DSP v7: Replace biquad resonators with trapezoidal SVF, add cosine/log-domain interpolation

Trapezoidal State-Variable Filter (SVF) Resonators ==

The cascade and parallel formant resonators now use Andrew Simper's
trapezoidal-integrated SVF method (Cytomic) instead of the classic
Klatt biquad (Direct Form II).

Benefits:
- Zipper-free formant sweeps: frequency and Q are independent parameters,
so continuously varying formant frequencies during coarticulation and
diphthongs no longer risk coefficient discontinuities or clicks.
- Better low-sample-rate stability: the old biquad lost coefficient
precision near Nyquist, contributing to "old cell phone" artifacts at
11025 Hz. The SVF spreads precision more evenly across the spectrum.
- Nyquist proximity damping: a quadratic bandwidth widening curve above
60% of Nyquist prevents the SVF from over-resonating where the old
biquad naturally degraded. This keeps fricatives clean at 11025 Hz
while having zero effect at 22050+ Hz.

The anti-resonator (nasal zero, rN0) uses a dedicated FIR (all-zero)
filter rather than the SVF notch output.

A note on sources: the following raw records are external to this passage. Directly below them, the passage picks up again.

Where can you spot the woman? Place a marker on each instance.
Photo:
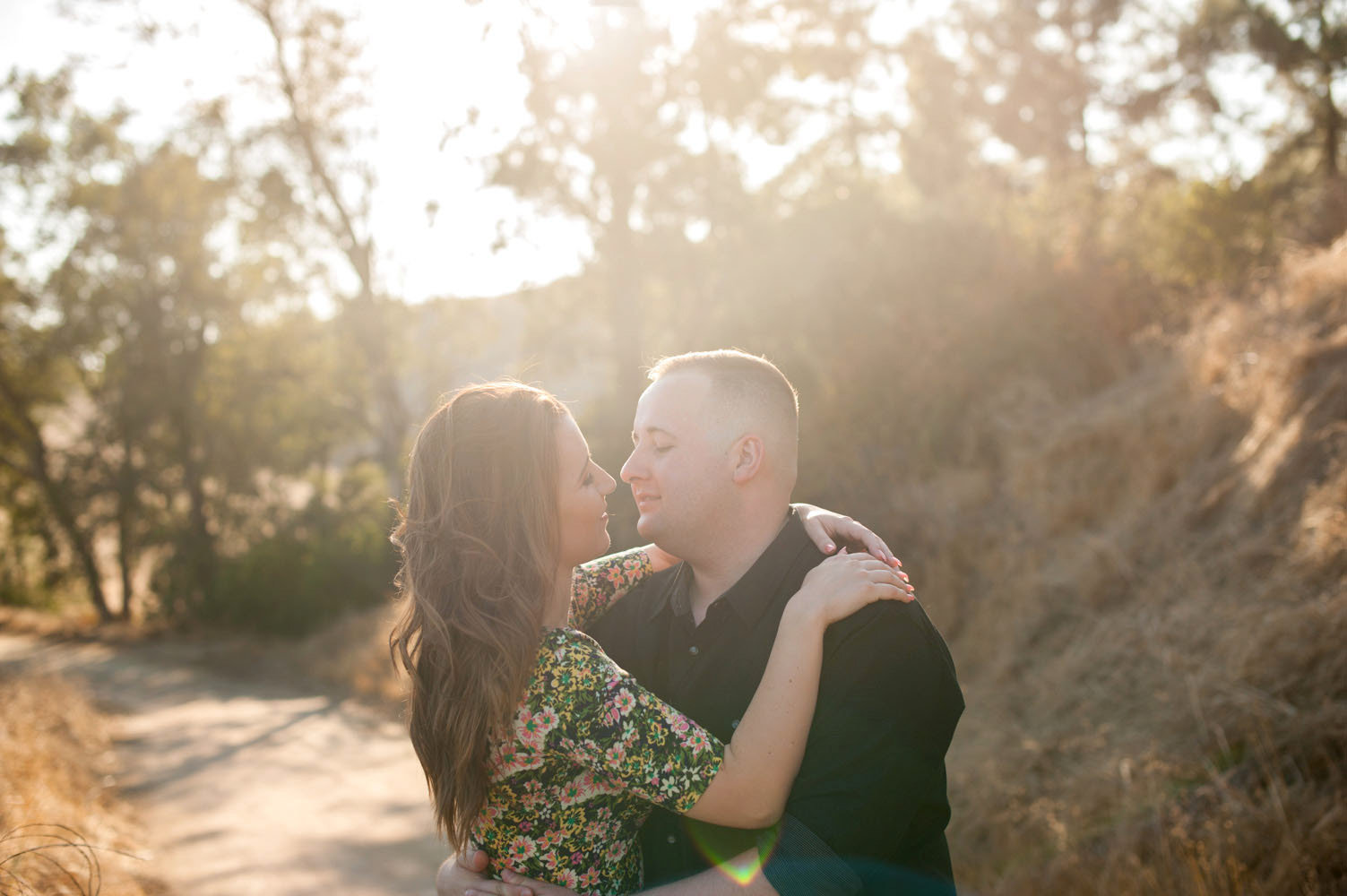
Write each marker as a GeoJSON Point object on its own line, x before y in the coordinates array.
{"type": "Point", "coordinates": [536, 746]}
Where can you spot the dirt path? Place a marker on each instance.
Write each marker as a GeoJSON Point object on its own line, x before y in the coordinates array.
{"type": "Point", "coordinates": [249, 783]}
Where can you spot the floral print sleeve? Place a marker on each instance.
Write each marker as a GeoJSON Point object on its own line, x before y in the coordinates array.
{"type": "Point", "coordinates": [601, 582]}
{"type": "Point", "coordinates": [629, 738]}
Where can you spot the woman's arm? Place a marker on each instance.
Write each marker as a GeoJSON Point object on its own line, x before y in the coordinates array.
{"type": "Point", "coordinates": [714, 882]}
{"type": "Point", "coordinates": [600, 583]}
{"type": "Point", "coordinates": [764, 754]}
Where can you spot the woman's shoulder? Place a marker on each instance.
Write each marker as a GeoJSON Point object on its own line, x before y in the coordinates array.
{"type": "Point", "coordinates": [569, 651]}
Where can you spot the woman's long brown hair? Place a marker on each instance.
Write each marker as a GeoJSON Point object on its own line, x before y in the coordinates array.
{"type": "Point", "coordinates": [479, 540]}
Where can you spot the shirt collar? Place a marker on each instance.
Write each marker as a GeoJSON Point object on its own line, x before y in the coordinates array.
{"type": "Point", "coordinates": [756, 589]}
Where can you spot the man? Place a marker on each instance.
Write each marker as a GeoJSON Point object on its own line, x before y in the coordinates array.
{"type": "Point", "coordinates": [712, 470]}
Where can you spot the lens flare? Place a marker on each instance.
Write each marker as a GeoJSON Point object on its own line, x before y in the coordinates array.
{"type": "Point", "coordinates": [739, 871]}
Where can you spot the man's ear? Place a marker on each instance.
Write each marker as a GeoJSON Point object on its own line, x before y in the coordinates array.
{"type": "Point", "coordinates": [747, 454]}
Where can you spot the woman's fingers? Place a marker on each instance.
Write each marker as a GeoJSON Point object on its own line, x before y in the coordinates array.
{"type": "Point", "coordinates": [536, 887]}
{"type": "Point", "coordinates": [497, 888]}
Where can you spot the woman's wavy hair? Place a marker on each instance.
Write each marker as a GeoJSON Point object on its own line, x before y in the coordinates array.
{"type": "Point", "coordinates": [479, 540]}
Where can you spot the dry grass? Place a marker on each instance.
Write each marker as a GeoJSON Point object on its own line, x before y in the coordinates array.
{"type": "Point", "coordinates": [62, 829]}
{"type": "Point", "coordinates": [1152, 607]}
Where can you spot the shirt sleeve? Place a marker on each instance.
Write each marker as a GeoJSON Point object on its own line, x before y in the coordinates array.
{"type": "Point", "coordinates": [873, 772]}
{"type": "Point", "coordinates": [599, 583]}
{"type": "Point", "coordinates": [628, 738]}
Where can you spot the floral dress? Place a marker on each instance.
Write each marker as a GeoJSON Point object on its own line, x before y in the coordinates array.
{"type": "Point", "coordinates": [589, 754]}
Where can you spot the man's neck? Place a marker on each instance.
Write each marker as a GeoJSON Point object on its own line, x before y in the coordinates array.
{"type": "Point", "coordinates": [714, 575]}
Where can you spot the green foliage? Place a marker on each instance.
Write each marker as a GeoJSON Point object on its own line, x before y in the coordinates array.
{"type": "Point", "coordinates": [327, 559]}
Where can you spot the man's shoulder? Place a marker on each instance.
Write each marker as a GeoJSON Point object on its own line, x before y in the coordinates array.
{"type": "Point", "coordinates": [892, 627]}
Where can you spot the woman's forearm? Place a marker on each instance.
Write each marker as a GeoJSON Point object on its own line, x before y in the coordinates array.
{"type": "Point", "coordinates": [764, 754]}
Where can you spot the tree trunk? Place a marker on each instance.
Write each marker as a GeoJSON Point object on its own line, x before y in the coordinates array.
{"type": "Point", "coordinates": [1333, 117]}
{"type": "Point", "coordinates": [39, 470]}
{"type": "Point", "coordinates": [125, 521]}
{"type": "Point", "coordinates": [201, 546]}
{"type": "Point", "coordinates": [626, 309]}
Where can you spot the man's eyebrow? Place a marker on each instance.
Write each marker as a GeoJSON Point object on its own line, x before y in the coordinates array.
{"type": "Point", "coordinates": [655, 428]}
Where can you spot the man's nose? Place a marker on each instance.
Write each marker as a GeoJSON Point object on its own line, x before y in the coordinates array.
{"type": "Point", "coordinates": [629, 468]}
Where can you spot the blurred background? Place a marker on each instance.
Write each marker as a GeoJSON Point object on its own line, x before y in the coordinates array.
{"type": "Point", "coordinates": [1060, 283]}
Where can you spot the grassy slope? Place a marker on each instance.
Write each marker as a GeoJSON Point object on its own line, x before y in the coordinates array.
{"type": "Point", "coordinates": [1153, 602]}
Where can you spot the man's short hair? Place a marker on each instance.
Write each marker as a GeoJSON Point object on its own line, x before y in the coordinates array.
{"type": "Point", "coordinates": [742, 380]}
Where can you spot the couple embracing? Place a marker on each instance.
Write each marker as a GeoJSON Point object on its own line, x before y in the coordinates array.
{"type": "Point", "coordinates": [720, 711]}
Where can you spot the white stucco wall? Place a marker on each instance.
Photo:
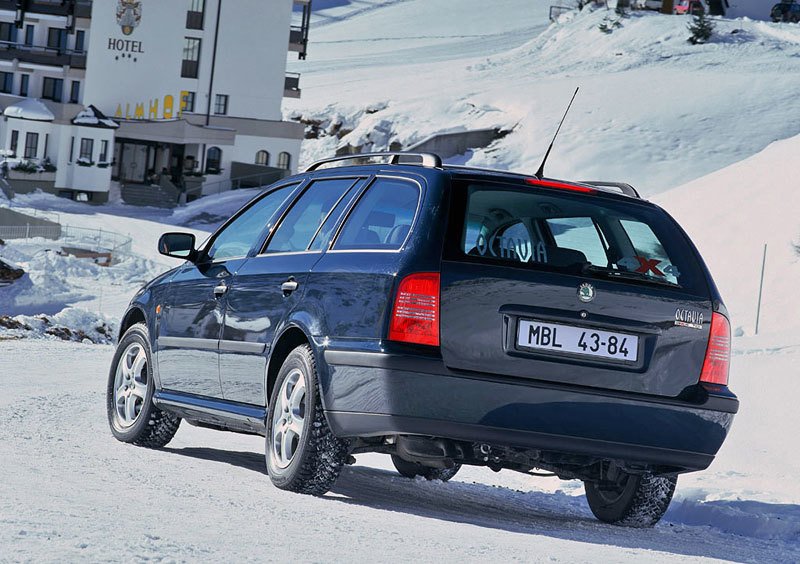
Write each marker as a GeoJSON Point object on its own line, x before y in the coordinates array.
{"type": "Point", "coordinates": [146, 72]}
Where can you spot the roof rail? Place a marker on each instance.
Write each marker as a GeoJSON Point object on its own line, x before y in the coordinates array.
{"type": "Point", "coordinates": [626, 189]}
{"type": "Point", "coordinates": [428, 160]}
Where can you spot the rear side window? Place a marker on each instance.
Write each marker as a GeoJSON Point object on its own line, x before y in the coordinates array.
{"type": "Point", "coordinates": [382, 218]}
{"type": "Point", "coordinates": [307, 215]}
{"type": "Point", "coordinates": [582, 235]}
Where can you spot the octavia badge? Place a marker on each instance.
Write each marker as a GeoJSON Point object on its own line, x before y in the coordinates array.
{"type": "Point", "coordinates": [586, 292]}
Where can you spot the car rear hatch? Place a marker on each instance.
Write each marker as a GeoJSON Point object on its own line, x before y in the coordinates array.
{"type": "Point", "coordinates": [565, 284]}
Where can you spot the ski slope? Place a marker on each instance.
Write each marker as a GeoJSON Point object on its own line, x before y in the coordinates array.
{"type": "Point", "coordinates": [653, 109]}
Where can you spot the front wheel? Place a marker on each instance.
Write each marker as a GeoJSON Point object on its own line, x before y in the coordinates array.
{"type": "Point", "coordinates": [132, 416]}
{"type": "Point", "coordinates": [303, 455]}
{"type": "Point", "coordinates": [413, 469]}
{"type": "Point", "coordinates": [638, 501]}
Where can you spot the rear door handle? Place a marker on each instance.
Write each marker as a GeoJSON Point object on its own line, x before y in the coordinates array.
{"type": "Point", "coordinates": [289, 286]}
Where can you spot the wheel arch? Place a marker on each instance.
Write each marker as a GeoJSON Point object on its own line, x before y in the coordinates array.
{"type": "Point", "coordinates": [133, 316]}
{"type": "Point", "coordinates": [290, 338]}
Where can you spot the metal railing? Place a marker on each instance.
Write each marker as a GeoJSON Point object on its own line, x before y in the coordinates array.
{"type": "Point", "coordinates": [95, 239]}
{"type": "Point", "coordinates": [241, 182]}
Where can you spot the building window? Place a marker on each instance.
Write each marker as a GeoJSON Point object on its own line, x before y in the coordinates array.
{"type": "Point", "coordinates": [53, 89]}
{"type": "Point", "coordinates": [31, 145]}
{"type": "Point", "coordinates": [8, 32]}
{"type": "Point", "coordinates": [80, 41]}
{"type": "Point", "coordinates": [221, 105]}
{"type": "Point", "coordinates": [214, 160]}
{"type": "Point", "coordinates": [75, 92]}
{"type": "Point", "coordinates": [191, 58]}
{"type": "Point", "coordinates": [87, 149]}
{"type": "Point", "coordinates": [188, 102]}
{"type": "Point", "coordinates": [57, 39]}
{"type": "Point", "coordinates": [194, 17]}
{"type": "Point", "coordinates": [284, 160]}
{"type": "Point", "coordinates": [6, 82]}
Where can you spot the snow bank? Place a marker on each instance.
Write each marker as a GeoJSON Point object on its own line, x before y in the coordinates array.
{"type": "Point", "coordinates": [653, 110]}
{"type": "Point", "coordinates": [731, 215]}
{"type": "Point", "coordinates": [70, 324]}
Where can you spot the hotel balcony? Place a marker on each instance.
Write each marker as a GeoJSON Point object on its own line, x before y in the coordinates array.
{"type": "Point", "coordinates": [291, 88]}
{"type": "Point", "coordinates": [41, 55]}
{"type": "Point", "coordinates": [83, 8]}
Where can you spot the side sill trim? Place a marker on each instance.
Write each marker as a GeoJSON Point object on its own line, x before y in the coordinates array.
{"type": "Point", "coordinates": [242, 347]}
{"type": "Point", "coordinates": [217, 409]}
{"type": "Point", "coordinates": [188, 343]}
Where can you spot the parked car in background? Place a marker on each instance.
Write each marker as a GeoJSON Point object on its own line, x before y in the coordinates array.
{"type": "Point", "coordinates": [444, 316]}
{"type": "Point", "coordinates": [786, 12]}
{"type": "Point", "coordinates": [650, 4]}
{"type": "Point", "coordinates": [691, 7]}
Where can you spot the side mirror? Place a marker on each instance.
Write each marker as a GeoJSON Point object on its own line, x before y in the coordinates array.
{"type": "Point", "coordinates": [178, 245]}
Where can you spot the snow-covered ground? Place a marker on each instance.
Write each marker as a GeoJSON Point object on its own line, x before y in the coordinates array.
{"type": "Point", "coordinates": [69, 491]}
{"type": "Point", "coordinates": [653, 110]}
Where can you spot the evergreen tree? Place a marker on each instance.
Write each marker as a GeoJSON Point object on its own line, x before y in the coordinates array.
{"type": "Point", "coordinates": [702, 29]}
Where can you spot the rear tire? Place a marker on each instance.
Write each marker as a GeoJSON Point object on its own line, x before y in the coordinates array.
{"type": "Point", "coordinates": [132, 416]}
{"type": "Point", "coordinates": [639, 502]}
{"type": "Point", "coordinates": [414, 469]}
{"type": "Point", "coordinates": [303, 455]}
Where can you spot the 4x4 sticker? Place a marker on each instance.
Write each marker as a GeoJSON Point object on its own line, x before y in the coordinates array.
{"type": "Point", "coordinates": [688, 318]}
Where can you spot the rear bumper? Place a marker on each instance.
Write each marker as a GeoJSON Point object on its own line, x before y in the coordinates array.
{"type": "Point", "coordinates": [375, 394]}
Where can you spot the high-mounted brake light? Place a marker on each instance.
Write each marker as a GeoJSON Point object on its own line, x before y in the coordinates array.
{"type": "Point", "coordinates": [415, 317]}
{"type": "Point", "coordinates": [561, 185]}
{"type": "Point", "coordinates": [718, 354]}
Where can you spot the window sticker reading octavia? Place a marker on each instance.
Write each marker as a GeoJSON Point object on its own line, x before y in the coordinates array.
{"type": "Point", "coordinates": [514, 248]}
{"type": "Point", "coordinates": [129, 15]}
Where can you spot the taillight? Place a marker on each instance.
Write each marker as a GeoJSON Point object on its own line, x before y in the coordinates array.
{"type": "Point", "coordinates": [415, 317]}
{"type": "Point", "coordinates": [718, 353]}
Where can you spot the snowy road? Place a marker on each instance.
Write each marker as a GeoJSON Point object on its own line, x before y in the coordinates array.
{"type": "Point", "coordinates": [69, 491]}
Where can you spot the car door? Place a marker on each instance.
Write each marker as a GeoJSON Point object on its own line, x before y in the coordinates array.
{"type": "Point", "coordinates": [192, 315]}
{"type": "Point", "coordinates": [268, 286]}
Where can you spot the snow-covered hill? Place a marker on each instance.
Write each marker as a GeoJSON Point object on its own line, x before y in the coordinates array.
{"type": "Point", "coordinates": [653, 109]}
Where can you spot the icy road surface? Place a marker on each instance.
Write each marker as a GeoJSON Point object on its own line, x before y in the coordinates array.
{"type": "Point", "coordinates": [69, 491]}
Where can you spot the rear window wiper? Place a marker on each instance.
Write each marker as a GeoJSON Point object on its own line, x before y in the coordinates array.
{"type": "Point", "coordinates": [627, 275]}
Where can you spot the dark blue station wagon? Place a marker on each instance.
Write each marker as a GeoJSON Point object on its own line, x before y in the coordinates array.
{"type": "Point", "coordinates": [444, 316]}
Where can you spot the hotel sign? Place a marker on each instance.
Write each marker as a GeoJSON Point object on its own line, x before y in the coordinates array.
{"type": "Point", "coordinates": [129, 15]}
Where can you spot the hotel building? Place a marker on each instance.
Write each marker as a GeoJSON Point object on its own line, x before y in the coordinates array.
{"type": "Point", "coordinates": [164, 100]}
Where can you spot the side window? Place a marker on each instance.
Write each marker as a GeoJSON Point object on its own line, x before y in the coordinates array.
{"type": "Point", "coordinates": [307, 215]}
{"type": "Point", "coordinates": [580, 234]}
{"type": "Point", "coordinates": [238, 237]}
{"type": "Point", "coordinates": [382, 218]}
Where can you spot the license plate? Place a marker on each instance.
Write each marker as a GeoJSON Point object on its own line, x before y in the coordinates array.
{"type": "Point", "coordinates": [555, 337]}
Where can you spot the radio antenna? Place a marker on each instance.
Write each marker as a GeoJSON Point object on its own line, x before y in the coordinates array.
{"type": "Point", "coordinates": [540, 172]}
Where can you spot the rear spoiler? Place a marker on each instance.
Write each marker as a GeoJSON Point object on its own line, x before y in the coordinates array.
{"type": "Point", "coordinates": [626, 189]}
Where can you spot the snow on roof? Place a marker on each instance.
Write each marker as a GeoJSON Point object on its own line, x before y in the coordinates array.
{"type": "Point", "coordinates": [29, 108]}
{"type": "Point", "coordinates": [92, 117]}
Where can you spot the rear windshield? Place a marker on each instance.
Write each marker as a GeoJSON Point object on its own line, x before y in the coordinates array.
{"type": "Point", "coordinates": [589, 236]}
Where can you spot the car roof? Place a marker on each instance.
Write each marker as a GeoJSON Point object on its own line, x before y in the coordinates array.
{"type": "Point", "coordinates": [430, 162]}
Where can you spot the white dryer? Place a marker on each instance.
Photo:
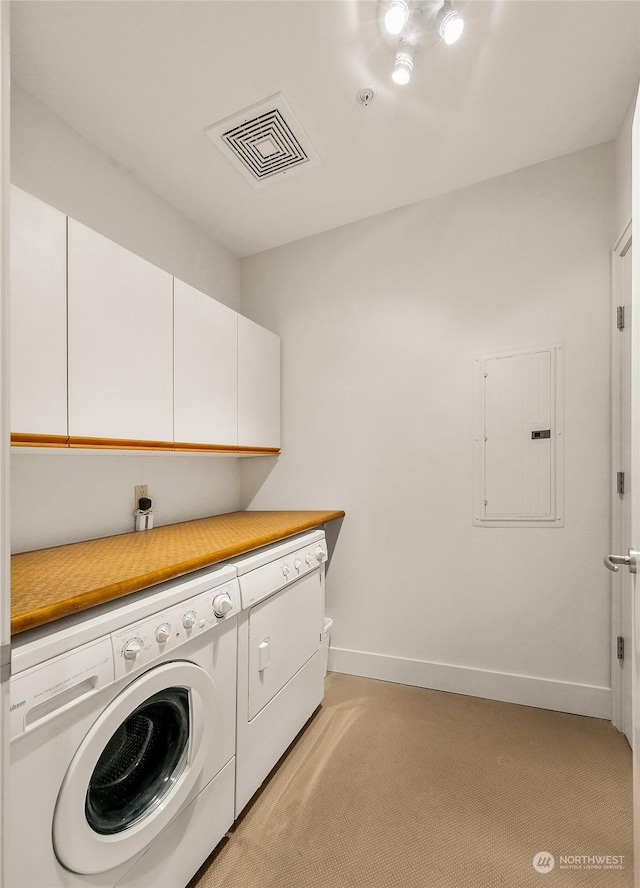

The SVF notch places zeros on
the unit circle (infinitely deep null), which is too aggressive for
speech nasalization. The FIR places zeros inside the unit circle at a
depth controlled by bandwidth, matching the behavior expected by existing
phoneme data.

Tamas G

@kaveinthran oh yeah, all of it is one package but if you want to feel better, can always check in %appdata%\nvda\addons\nvSpeechPlayer\synthDrivers\nvSpeechPlayer\x86 - the date modified should be today on them.

Tamas G

Ah. Our voice tilt already controls radiation mix, this is true. If you put slider below 50. This is why we made Voice Tilt be a bit of a hybrid: Positive values = Klatt-style voice tilt, negative values = radiation mix jumps to 1.0. Good. No new slider. Y'all have been spared.

Tamas G

oh no. another voicing tone slider and this one makes a huge difference too. Called it:
Voice edge (Radiation mix)
We will let you change the 30% to 70% blend. if you want pure synthetic buzz, you can have it.

Tamas G

@RainbowFyre you got it! The cascade is a conga line where everyone holds the shoulders of the person in front, so if everyone squeezes tighter (narrower bandwidth), the whole line gets compressed together. The parallel path is more like six people standing side by side each doing their own dance, then you just add up all their moves at the end! Squeezing one dancer doesn't affect the others.